Abstract:Enhancing reader engagement while preserving informational fidelity is a central challenge in controllable text generation for news media. Optimizing news headlines for reader engagement is often conflated with clickbait, resulting in exaggerated or misleading phrasing that undermines editorial trust. We frame clickbait not as a separate stylistic category, but as an extreme outcome of disproportionate amplification of otherwise legitimate engagement cues. Based on this view, we formulate headline rewriting as a controllable generation problem, where specific engagement-oriented linguistic attributes are selectively strengthened under explicit constraints on semantic faithfulness and proportional emphasis. We present a guided headline rewriting framework built on a large language model (LLM) that uses the Future Discriminators for Generation (FUDGE) paradigm for inference-time control. The LLM is steered by two auxiliary guide models: (1) a clickbait scoring model that provides negative guidance to suppress excessive stylistic amplification, and (2) an engagement-attribute model that provides positive guidance aligned with target clickability objectives.
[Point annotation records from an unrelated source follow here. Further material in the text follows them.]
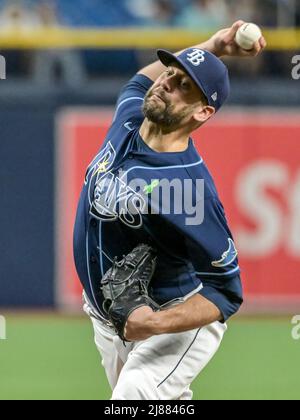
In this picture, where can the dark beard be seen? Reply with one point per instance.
(165, 117)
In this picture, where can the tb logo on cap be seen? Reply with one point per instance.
(196, 57)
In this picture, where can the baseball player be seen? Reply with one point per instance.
(196, 282)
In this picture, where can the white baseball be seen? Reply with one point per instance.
(247, 35)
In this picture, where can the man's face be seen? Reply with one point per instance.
(173, 99)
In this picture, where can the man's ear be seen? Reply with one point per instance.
(204, 113)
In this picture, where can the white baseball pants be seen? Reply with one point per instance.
(159, 368)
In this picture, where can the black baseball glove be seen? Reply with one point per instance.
(125, 286)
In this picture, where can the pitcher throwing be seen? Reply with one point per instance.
(159, 267)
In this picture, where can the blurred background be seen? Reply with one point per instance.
(66, 62)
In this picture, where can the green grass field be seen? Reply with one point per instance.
(48, 357)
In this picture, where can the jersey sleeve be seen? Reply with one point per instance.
(215, 258)
(130, 101)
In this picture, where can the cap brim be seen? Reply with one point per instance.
(167, 58)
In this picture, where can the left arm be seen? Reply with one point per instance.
(195, 313)
(221, 44)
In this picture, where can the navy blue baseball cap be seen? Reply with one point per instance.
(207, 71)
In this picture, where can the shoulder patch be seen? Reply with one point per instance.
(227, 257)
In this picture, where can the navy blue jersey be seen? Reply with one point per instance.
(134, 195)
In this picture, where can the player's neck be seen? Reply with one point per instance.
(162, 140)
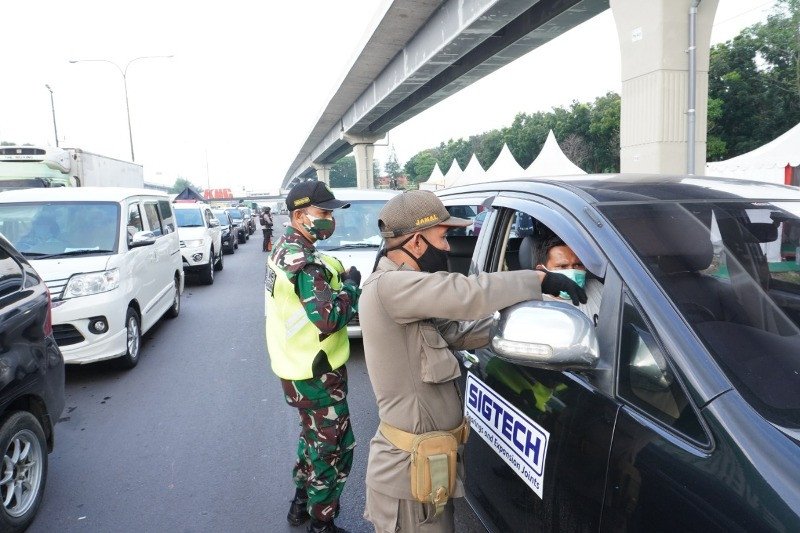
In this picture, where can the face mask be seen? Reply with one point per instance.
(578, 276)
(320, 228)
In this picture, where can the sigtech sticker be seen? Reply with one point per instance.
(516, 438)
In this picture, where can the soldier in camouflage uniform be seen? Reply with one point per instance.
(309, 301)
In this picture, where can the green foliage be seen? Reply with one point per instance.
(181, 184)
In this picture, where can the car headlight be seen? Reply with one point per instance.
(92, 283)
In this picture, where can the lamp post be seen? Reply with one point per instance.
(53, 107)
(124, 72)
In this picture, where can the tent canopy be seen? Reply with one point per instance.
(551, 161)
(765, 163)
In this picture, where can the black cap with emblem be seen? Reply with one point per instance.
(313, 193)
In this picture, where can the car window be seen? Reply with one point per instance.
(729, 270)
(167, 218)
(11, 275)
(153, 220)
(646, 380)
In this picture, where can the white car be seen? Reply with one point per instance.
(200, 239)
(109, 256)
(356, 240)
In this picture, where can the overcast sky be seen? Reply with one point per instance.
(246, 84)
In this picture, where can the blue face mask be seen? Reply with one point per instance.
(578, 276)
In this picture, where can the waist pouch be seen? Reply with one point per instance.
(433, 461)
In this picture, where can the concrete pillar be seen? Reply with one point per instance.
(323, 173)
(654, 38)
(363, 151)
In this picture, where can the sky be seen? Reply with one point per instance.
(248, 80)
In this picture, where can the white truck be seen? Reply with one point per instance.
(32, 166)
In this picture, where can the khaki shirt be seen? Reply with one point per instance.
(410, 322)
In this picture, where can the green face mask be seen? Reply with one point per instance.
(578, 276)
(320, 228)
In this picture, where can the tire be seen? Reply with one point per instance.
(207, 275)
(24, 469)
(133, 328)
(175, 308)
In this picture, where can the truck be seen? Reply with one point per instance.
(32, 166)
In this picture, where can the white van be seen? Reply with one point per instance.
(110, 257)
(356, 240)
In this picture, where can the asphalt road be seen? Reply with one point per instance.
(197, 437)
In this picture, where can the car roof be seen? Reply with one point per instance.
(71, 194)
(600, 188)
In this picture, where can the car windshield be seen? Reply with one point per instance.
(235, 214)
(732, 269)
(189, 218)
(356, 227)
(39, 229)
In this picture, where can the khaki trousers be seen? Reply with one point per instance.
(391, 515)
Both guides are trained on neutral headlines drawn from a curated real-world news corpus. At the same time, clickbait variants are generated synthetically by rewriting these original headlines using an LLM under controlled activation of predefined engagement tactics. By adjusting guidance weights at inference time, the system generates headlines along a continuum from neutral paraphrases to more engaging yet editorially acceptable formulations. The proposed framework provides a principled approach for studying the trade-off between attractiveness, semantic preservation, and clickbait avoidance, and supports responsible LLM-based headline optimization in journalistic settings.